The remaining eighteen pages are identical to the first eighteen pages of The Pocket Companion for the Guittar and will be discussed below.

The Pocket Companion for the Guittar (The Wighton Collection 32001, Dundee Public Libraries)

The complete title on the front page of this book is:

“The Pocket Companion for the Guittar Containing A favourite Collection of the best Italian French English and Scots Songs Adapted for that Instrument and the Voice London Printed for and Sold by Js. Oswald, at his Music Shop on the Pavement St. Martin’s Church Yard.”

Pocket Companion Cover

The first of these songs, “From the Man whom I love”, demonstrates a fairly regular feature which appears throughout the publication: the voice part is doubled on a guittar in C, with diads of thirds and fifths and occasional fuller chords, and below the song is an instrumental version for a guittar in G. There are a few inconsistencies between the versions: the dotted rhythms in bars 7 and 8 of the G version are not present in the C version, and the G version has first inversion chords in bar 12, with root position chords in the C version. Both parts end with a short “symphony”. Oswald uses a guittar in G, therefore, in three publications: the Eighteen Divertimento’s, the Compleat Tutor and the Pocket Companion.

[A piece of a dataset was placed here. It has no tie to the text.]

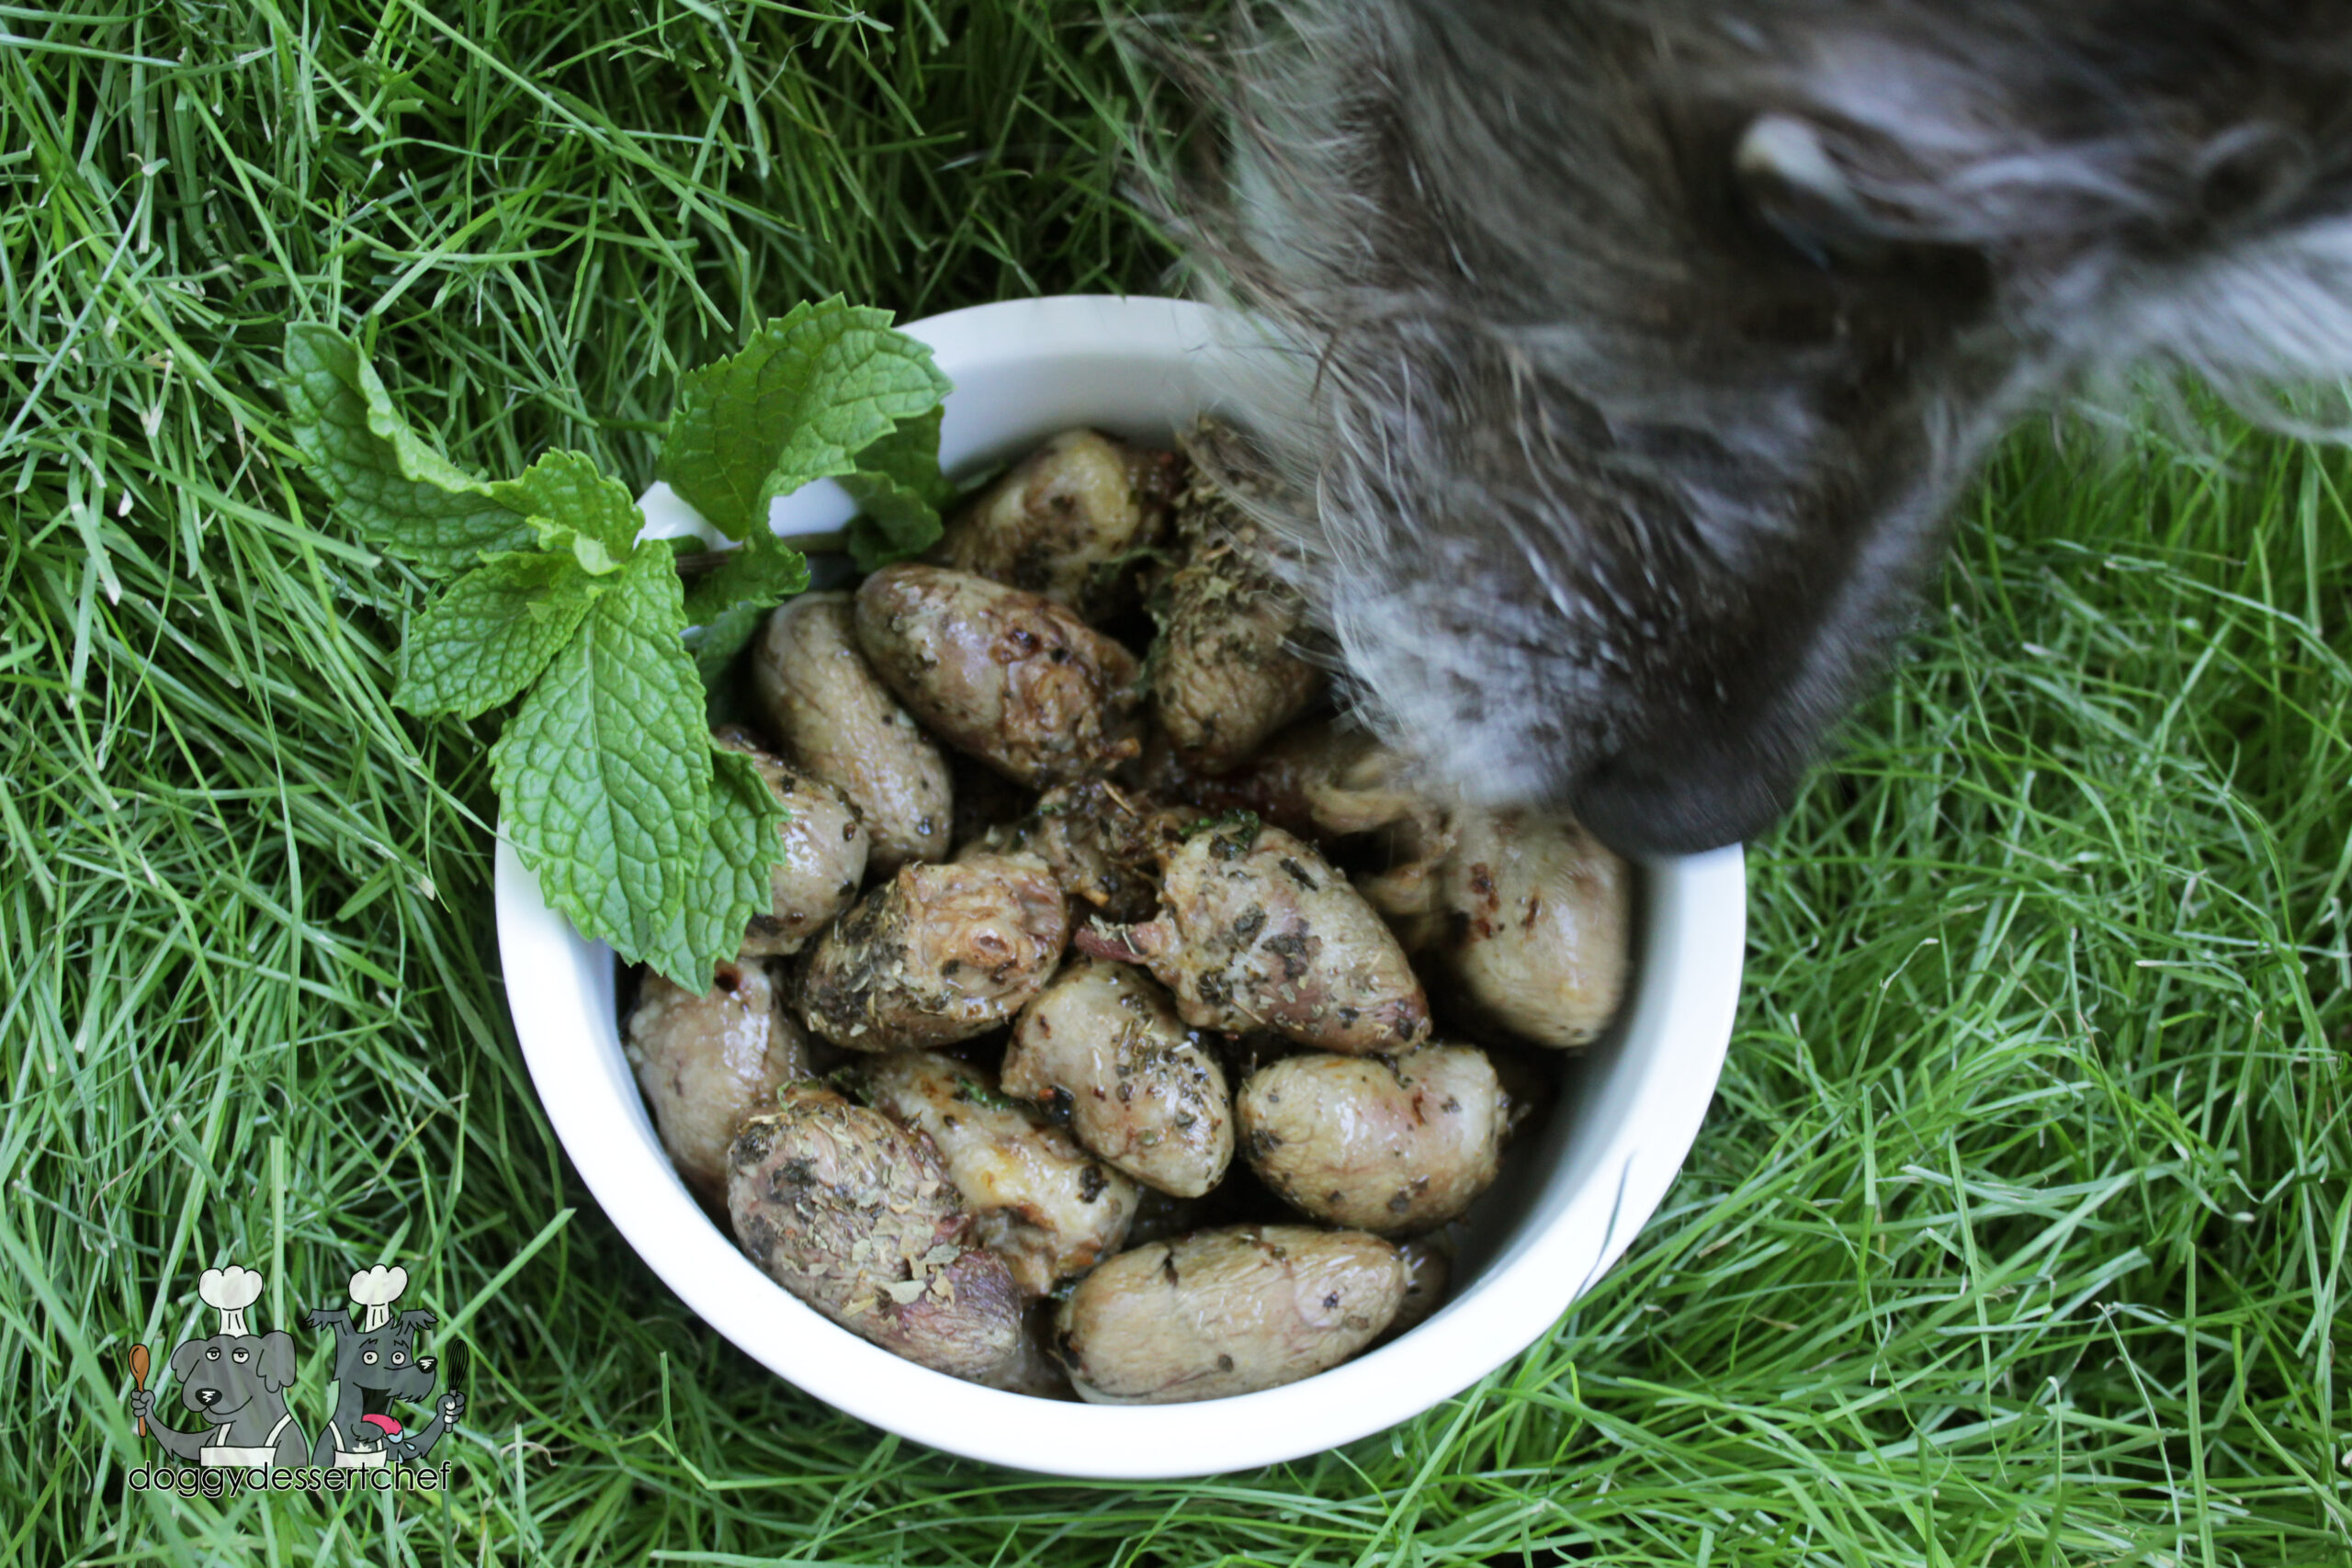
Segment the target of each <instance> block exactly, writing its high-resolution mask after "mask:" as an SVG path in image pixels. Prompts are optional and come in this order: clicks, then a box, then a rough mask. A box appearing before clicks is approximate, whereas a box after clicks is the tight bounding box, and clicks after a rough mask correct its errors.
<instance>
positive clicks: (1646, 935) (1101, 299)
mask: <svg viewBox="0 0 2352 1568" xmlns="http://www.w3.org/2000/svg"><path fill="white" fill-rule="evenodd" d="M1216 324H1218V317H1214V313H1209V310H1207V308H1204V306H1195V303H1188V301H1169V299H1152V296H1049V299H1028V301H1007V303H995V306H974V308H967V310H955V313H948V315H938V317H929V320H920V322H910V324H906V327H903V331H908V334H913V336H917V339H922V341H927V343H931V348H934V353H936V357H938V362H941V369H946V371H948V374H950V376H957V378H962V376H969V374H976V371H983V369H988V367H993V364H1007V362H1018V360H1030V357H1042V355H1044V357H1051V355H1068V353H1084V355H1108V357H1112V360H1136V357H1141V360H1157V362H1171V360H1174V357H1192V355H1214V353H1218V350H1216ZM950 421H953V404H950ZM816 489H818V487H809V491H800V496H795V501H797V503H800V505H797V510H800V512H804V515H807V517H804V524H802V527H800V529H793V531H818V529H828V527H837V524H840V522H844V520H847V517H849V515H851V510H854V503H851V501H849V496H847V494H840V491H837V487H830V489H833V491H835V494H833V496H823V494H816V496H811V491H816ZM666 491H668V487H661V484H656V487H654V489H652V491H649V494H647V517H649V531H652V534H682V531H694V524H696V520H694V517H691V512H687V510H684V505H682V503H677V501H675V496H666ZM779 505H783V503H779ZM1644 879H1646V893H1649V905H1651V910H1653V912H1651V919H1649V929H1646V933H1644V940H1646V943H1649V947H1646V950H1644V957H1642V969H1639V973H1637V983H1635V990H1632V992H1630V997H1628V1016H1632V1013H1639V1023H1637V1025H1635V1027H1639V1032H1642V1037H1644V1039H1646V1037H1651V1034H1656V1037H1658V1039H1663V1041H1668V1048H1661V1051H1649V1053H1646V1060H1639V1063H1630V1065H1621V1067H1618V1072H1632V1074H1635V1091H1632V1100H1630V1105H1628V1110H1625V1114H1623V1117H1621V1119H1618V1124H1616V1126H1613V1128H1609V1131H1606V1147H1604V1152H1602V1157H1599V1164H1597V1166H1595V1168H1597V1171H1616V1180H1613V1182H1599V1180H1588V1182H1583V1187H1578V1190H1576V1192H1571V1194H1569V1199H1566V1201H1564V1206H1562V1208H1559V1213H1557V1215H1555V1218H1552V1220H1550V1222H1545V1225H1541V1227H1531V1225H1526V1222H1522V1225H1519V1227H1517V1229H1515V1232H1512V1237H1510V1244H1508V1246H1505V1251H1503V1253H1501V1255H1498V1258H1496V1260H1494V1262H1491V1265H1489V1269H1486V1272H1484V1274H1482V1276H1479V1279H1477V1284H1475V1286H1472V1288H1468V1291H1465V1293H1461V1295H1456V1298H1454V1300H1449V1302H1446V1305H1444V1307H1442V1309H1439V1312H1437V1314H1435V1316H1432V1319H1430V1321H1428V1324H1423V1326H1421V1328H1416V1331H1414V1333H1406V1335H1399V1338H1397V1340H1392V1342H1388V1345H1383V1347H1378V1349H1374V1352H1367V1354H1362V1356H1357V1359H1352V1361H1345V1363H1341V1366H1336V1368H1331V1371H1324V1373H1317V1375H1312V1378H1305V1380H1301V1382H1291V1385H1284V1387H1277V1389H1265V1392H1258V1394H1242V1396H1235V1399H1218V1401H1202V1403H1181V1406H1089V1403H1061V1401H1044V1399H1030V1396H1023V1394H1007V1392H1000V1389H985V1387H978V1385H971V1382H960V1380H955V1378H948V1375H943V1373H934V1371H929V1368H922V1366H915V1363H910V1361H903V1359H898V1356H896V1354H891V1352H887V1349H880V1347H877V1345H870V1342H866V1340H861V1338H858V1335H854V1333H849V1331H847V1328H840V1326H835V1324H833V1321H828V1319H823V1316H821V1314H816V1312H814V1309H811V1307H807V1305H802V1302H800V1300H797V1298H793V1295H790V1293H786V1291H783V1288H781V1286H776V1284H774V1281H769V1276H767V1274H764V1272H762V1269H757V1265H753V1262H750V1260H748V1258H746V1255H743V1253H741V1251H739V1248H736V1246H734V1241H731V1239H727V1237H724V1232H722V1229H720V1227H717V1225H713V1222H710V1218H708V1215H706V1213H703V1208H701V1206H699V1204H696V1201H694V1199H691V1197H689V1194H687V1187H684V1185H682V1182H680V1180H677V1173H675V1171H673V1168H670V1164H668V1159H666V1157H663V1154H661V1147H659V1140H656V1138H654V1135H652V1124H649V1119H647V1112H644V1105H642V1098H640V1093H637V1086H635V1074H633V1072H630V1070H628V1063H626V1060H623V1058H621V1041H619V1023H616V1018H614V1016H612V950H609V947H604V945H602V943H586V940H583V938H579V933H576V931H572V926H569V922H567V919H564V917H562V914H555V912H553V910H550V907H548V905H546V900H543V896H541V891H539V882H536V877H532V872H529V870H524V865H522V860H520V856H517V853H515V849H513V844H508V842H506V839H503V837H501V839H499V844H496V886H494V896H496V922H499V957H501V973H503V980H506V992H508V1011H510V1016H513V1023H515V1037H517V1041H520V1046H522V1058H524V1065H527V1067H529V1074H532V1084H534V1088H536V1091H539V1098H541V1107H543V1112H546V1117H548V1124H550V1126H553V1128H555V1135H557V1140H560V1143H562V1147H564V1152H567V1154H569V1159H572V1164H574V1168H576V1171H579V1175H581V1180H583V1182H586V1185H588V1192H590V1194H593V1197H595V1199H597V1204H600V1206H602V1208H604V1213H607V1218H609V1220H612V1225H614V1229H619V1232H621V1237H623V1239H626V1241H628V1244H630V1248H633V1251H635V1253H637V1255H640V1258H642V1260H644V1265H647V1267H649V1269H652V1272H654V1274H656V1276H659V1279H661V1281H663V1284H666V1286H668V1288H670V1291H673V1293H675V1295H677V1298H680V1300H682V1302H684V1305H687V1307H689V1309H694V1312H696V1314H699V1316H701V1319H703V1321H706V1324H710V1326H713V1328H717V1331H720V1333H722V1335H724V1338H727V1340H731V1342H734V1345H736V1347H741V1349H743V1352H746V1354H750V1356H753V1359H755V1361H760V1363H762V1366H767V1368H769V1371H771V1373H776V1375H779V1378H783V1380H788V1382H793V1385H795V1387H800V1389H802V1392H807V1394H811V1396H816V1399H821V1401H826V1403H828V1406H833V1408H837V1410H844V1413H849V1415H854V1418H858V1420H863V1422H868V1425H873V1427H880V1429H884V1432H894V1434H898V1436H906V1439H913V1441H920V1443H927V1446H931V1448H938V1450H943V1453H950V1455H962V1458H971V1460H985V1462H993V1465H1004V1467H1009V1469H1021V1472H1033V1474H1054V1476H1070V1479H1115V1481H1150V1479H1174V1476H1202V1474H1223V1472H1235V1469H1251V1467H1261V1465H1279V1462H1289V1460H1298V1458H1305V1455H1312V1453H1319V1450H1327V1448H1334V1446H1338V1443H1348V1441H1357V1439H1362V1436H1371V1434H1376V1432H1383V1429H1388V1427H1392V1425H1397V1422H1402V1420H1409V1418H1414V1415H1421V1413H1423V1410H1430V1408H1435V1406H1442V1403H1444V1401H1449V1399H1454V1396H1458V1394H1461V1392H1463V1389H1468V1387H1470V1385H1475V1382H1479V1380H1482V1378H1486V1375H1489V1373H1494V1371H1496V1368H1498V1366H1503V1363H1505V1361H1510V1359H1512V1356H1517V1354H1519V1352H1522V1349H1526V1347H1529V1345H1534V1342H1536V1340H1538V1338H1543V1335H1545V1333H1548V1331H1550V1328H1552V1326H1555V1321H1557V1319H1559V1316H1562V1314H1564V1312H1566V1309H1569V1307H1571V1305H1573V1300H1576V1298H1578V1295H1581V1293H1583V1291H1585V1288H1588V1286H1590V1284H1592V1281H1595V1279H1599V1276H1602V1274H1604V1272H1606V1269H1609V1267H1611V1265H1613V1262H1616V1260H1618V1258H1621V1255H1623V1251H1625V1248H1628V1246H1630V1244H1632V1239H1635V1234H1639V1229H1642V1225H1644V1222H1646V1220H1649V1218H1651V1213H1653V1211H1656V1206H1658V1201H1661V1199H1663V1197H1665V1190H1668V1187H1670V1185H1672V1180H1675V1175H1677V1173H1679V1168H1682V1161H1684V1157H1686V1154H1689V1150H1691V1143H1693V1140H1696V1135H1698V1126H1700V1121H1703V1117H1705V1110H1708V1105H1710V1100H1712V1093H1715V1081H1717V1077H1719V1072H1722V1063H1724V1051H1726V1046H1729V1039H1731V1020H1733V1011H1736V1004H1738V980H1740V966H1743V954H1745V856H1743V851H1740V846H1729V849H1719V851H1712V853H1705V856H1691V858H1679V860H1649V863H1644ZM1661 938H1663V940H1661ZM595 964H602V980H600V978H597V971H595ZM1668 980H1672V985H1668ZM600 1006H602V1016H597V1009H600ZM583 1041H588V1044H590V1046H600V1048H602V1046H607V1041H609V1048H602V1051H590V1053H588V1056H586V1058H583V1051H581V1044H583ZM616 1067H619V1072H614V1070H616ZM1439 1328H1442V1333H1432V1331H1439Z"/></svg>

Pocket Companion In The Reprisal

Two anomalies are the songs “Corn Riggs are bonny” and “The Lovesick Invocation”. Both have in place of the G version single notes in the key of D. Neither works well on either a guittar in G or C, therefore Oswald either had a third guittar in D or the arrangements are for a different instrument such as a violin or flute. Other keys which make an appearance are C minor (“Sung by Hawthorn in Love in a Village”, “There was a Jolly Miller”) and D minor (“Logan Water”). However, the latter appears only in single notes, with the secondary G guittar now in C for the key of A minor.
The Pocket Companion is a major collection of 141 songs, mostly composed by Oswald, for either voice and guitar in unison – a popular guittar song style – or for solo guittar. The songs are varied, include popular airs by Arne and Pasquali, burlesques and traditional Scottish folk songs, and no doubt appealed to a large cross-section of the amateur guittar-playing public. Two of the most celebrated musical plays of the day, The Beggars Opera and Love in a Village, are well represented, and these versions for guittar anticipate the wash of reductions of operatic favourites to appear for the classical guitar in the nineteenth century. The cult of the virtuoso guitarist had yet to appear, and therefore these versions for guittar were accessible to most competent amateurs.

 

The Musical Magazine

This collection of songs and instrumentals for various forces includes two “Lessons for two Guittars” and one unattributed song reduction, “Di nuovo ardore”. The first section of the upper part of “Lesson 1” is identical to Divertimento 1, whilst the second section is identical to the “Giga” from Divertimento X, both from the Twelve Divertimentis. The only difference is the dynamic marking of “piano” in Lesson 1 appears as “dolce” in the Twelve Divertimentis. All are written for a guittar in C.